Menurut Yanu Endar Prasetyo, Nyadran atau Sadranan adalah tradisi yang dilakukan oleh orang jawa yang dilakukan di bulan Sya’ban (Kalender Hijriyah) atau Ruwah (Kalender Jawa) untuk mengucapkan rasa syukur yang dilakukan secara kolektif dengan mengunjungi makam atau kuburan leluhur yang ada di suatu kelurahan atau desa. Nyadran dimaksudkan sebagai sarana mendoakan leluhur yang telah meninggal dunia, mengingatkan diri bahwa semua manusia pada akhirnya akan mengalami kematian, juga dijadikan sebagai sarana guna melestrikan budaya gotong royong dalam masyarakat sekaligus upaya untuk dapat menjaga keharmonisan bertetangga melalui kegiatan kembul bujono (makan bersama).

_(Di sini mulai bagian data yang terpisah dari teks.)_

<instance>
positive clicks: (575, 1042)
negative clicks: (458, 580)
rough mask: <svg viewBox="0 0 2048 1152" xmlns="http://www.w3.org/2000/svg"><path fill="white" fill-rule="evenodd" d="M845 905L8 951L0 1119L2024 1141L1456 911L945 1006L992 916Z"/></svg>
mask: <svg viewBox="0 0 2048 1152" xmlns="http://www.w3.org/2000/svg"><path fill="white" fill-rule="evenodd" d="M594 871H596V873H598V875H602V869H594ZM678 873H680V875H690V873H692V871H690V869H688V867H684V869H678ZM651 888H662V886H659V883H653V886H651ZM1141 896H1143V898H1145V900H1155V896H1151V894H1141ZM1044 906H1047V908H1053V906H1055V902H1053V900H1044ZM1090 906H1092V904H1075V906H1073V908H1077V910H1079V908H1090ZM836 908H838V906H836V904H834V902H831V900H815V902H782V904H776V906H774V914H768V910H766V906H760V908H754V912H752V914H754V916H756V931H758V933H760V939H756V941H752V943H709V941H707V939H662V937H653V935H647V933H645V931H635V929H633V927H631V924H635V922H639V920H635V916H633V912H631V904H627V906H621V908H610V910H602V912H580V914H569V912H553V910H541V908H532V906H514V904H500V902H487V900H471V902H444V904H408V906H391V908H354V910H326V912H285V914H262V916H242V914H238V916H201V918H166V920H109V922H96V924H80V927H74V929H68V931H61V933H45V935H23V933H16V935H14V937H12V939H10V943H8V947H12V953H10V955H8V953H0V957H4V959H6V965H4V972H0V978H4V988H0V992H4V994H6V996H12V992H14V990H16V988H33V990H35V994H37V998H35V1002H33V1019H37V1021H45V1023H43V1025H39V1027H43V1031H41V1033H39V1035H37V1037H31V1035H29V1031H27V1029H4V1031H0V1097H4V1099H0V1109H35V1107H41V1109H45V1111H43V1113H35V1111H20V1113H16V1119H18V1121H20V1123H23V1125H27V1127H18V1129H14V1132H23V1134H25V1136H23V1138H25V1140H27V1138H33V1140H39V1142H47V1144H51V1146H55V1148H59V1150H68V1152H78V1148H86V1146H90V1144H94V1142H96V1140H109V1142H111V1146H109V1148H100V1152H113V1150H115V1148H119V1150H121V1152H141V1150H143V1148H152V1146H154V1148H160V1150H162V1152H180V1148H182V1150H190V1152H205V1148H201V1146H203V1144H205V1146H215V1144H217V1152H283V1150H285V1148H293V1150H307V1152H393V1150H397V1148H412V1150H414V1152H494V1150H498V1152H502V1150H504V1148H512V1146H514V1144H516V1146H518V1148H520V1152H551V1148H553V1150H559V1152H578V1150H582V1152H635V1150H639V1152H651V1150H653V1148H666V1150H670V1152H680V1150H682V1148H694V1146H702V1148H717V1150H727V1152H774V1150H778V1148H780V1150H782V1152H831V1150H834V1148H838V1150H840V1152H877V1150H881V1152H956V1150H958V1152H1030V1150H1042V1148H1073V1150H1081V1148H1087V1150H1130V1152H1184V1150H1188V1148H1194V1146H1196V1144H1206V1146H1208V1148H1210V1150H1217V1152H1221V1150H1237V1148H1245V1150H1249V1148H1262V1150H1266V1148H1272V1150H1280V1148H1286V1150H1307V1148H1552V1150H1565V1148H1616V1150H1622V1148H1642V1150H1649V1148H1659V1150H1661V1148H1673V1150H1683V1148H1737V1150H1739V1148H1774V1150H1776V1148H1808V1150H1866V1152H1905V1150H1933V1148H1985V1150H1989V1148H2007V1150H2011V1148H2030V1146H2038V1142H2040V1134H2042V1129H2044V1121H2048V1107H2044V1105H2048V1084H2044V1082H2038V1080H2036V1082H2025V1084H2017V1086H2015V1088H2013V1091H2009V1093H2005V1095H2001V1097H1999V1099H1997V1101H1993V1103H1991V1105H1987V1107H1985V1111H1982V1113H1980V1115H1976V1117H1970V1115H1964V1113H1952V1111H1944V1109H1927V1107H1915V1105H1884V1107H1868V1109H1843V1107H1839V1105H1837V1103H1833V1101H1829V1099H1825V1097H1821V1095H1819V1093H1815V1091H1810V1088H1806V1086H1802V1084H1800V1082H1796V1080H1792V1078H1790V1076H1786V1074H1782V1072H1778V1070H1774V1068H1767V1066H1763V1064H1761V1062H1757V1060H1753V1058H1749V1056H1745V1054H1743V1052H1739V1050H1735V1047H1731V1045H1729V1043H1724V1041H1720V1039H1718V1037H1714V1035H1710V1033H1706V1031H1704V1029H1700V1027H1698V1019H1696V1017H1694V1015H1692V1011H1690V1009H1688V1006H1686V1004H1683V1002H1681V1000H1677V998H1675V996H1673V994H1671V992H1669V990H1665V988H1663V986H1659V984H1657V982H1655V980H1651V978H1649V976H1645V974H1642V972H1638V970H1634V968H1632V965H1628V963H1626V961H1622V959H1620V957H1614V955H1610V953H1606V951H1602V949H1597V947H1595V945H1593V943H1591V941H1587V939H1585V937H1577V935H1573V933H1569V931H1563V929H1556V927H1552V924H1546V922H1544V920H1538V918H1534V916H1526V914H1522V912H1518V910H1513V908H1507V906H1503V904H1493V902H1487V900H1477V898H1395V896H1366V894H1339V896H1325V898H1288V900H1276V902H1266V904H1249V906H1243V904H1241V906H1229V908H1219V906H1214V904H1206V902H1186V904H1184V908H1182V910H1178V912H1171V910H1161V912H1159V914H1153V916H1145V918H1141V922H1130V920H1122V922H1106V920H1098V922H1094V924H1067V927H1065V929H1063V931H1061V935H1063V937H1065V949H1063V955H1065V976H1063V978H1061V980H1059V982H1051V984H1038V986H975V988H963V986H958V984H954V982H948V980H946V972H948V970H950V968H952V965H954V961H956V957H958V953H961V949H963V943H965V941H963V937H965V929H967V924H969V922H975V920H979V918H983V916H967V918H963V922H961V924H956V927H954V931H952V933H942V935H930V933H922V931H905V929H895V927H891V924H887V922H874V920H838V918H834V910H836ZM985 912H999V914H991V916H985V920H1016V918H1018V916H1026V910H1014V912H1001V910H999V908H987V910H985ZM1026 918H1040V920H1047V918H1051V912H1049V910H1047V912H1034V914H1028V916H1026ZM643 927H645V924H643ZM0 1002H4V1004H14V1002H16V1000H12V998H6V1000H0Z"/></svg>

- Tradisi Sadran/Nyadran di Dusun Padaan Ngasem Kabupaten Kulon Progo
Tradisi Ruwahan (yang juga mencakup Nyadran) di Dusun Padaan Ngasem tidak diketahui secara pasti sejarahnya. Hal ini dikarenakan tradisi ini sudah ada sejak zaman dahulu atau sejak zaman nenek moyang. Masyarakat sekarang hanya bertugas untuk melestarikan atau meneruskan tradisi tersebut.Awalnya, sebelum masuknya Agama Islam, tradisi Ruwahan bertujuan sebagai sarana pemujaan atau mengagungkan para leluhur atau nenek moyang agar mereka memberkati, menjaga penduduk, dan agar penduduk tidak terkena tulah (kutukan) dari arwah leluhur. Tujuan ini kemudian berubah setelah masuknya Agama Islam. Tradisi Ruwahan (termasuk Nyadran) dilaksanakan di Bulan Syakban (Bulan Ruwah). Rangkaian utamanya adalah: Berseh (Membersihkan Makam): Dimulai pada tanggal 14 bulan Syakban. Ruwahan/Slametan di Masjid: Dilaksanakan pada tanggal 15 Syakban (malam harinya) secara bersama-sama. Nyadran (Ruwahan Pindhon): Dilakukan setelah tanggal 15 bulan Syakban. Waktunya ditentukan oleh lingkungan, kaum, dan masyarakat. Pelaksanaan tradisi Ruwahan (termasuk Nyadran) di Dusun Padaan Ngasem diikuti oleh seluruh masyarakat Dusun Padaan Ngasem. Saat Ruwahan/Slametan di masjid, setiap keluarga masyarakat harus membawa ambengan. Saat Nyadran, tradisi diikuti oleh masyarakat yang berada di lingkungan sekitar makam, terutama yang memiliki nenek moyang, keluarga, atau saudara yang dimakamkan di makam tersebut. Masyarakat di luar wilayah makam hanya datang untuk mengikuti tradisi.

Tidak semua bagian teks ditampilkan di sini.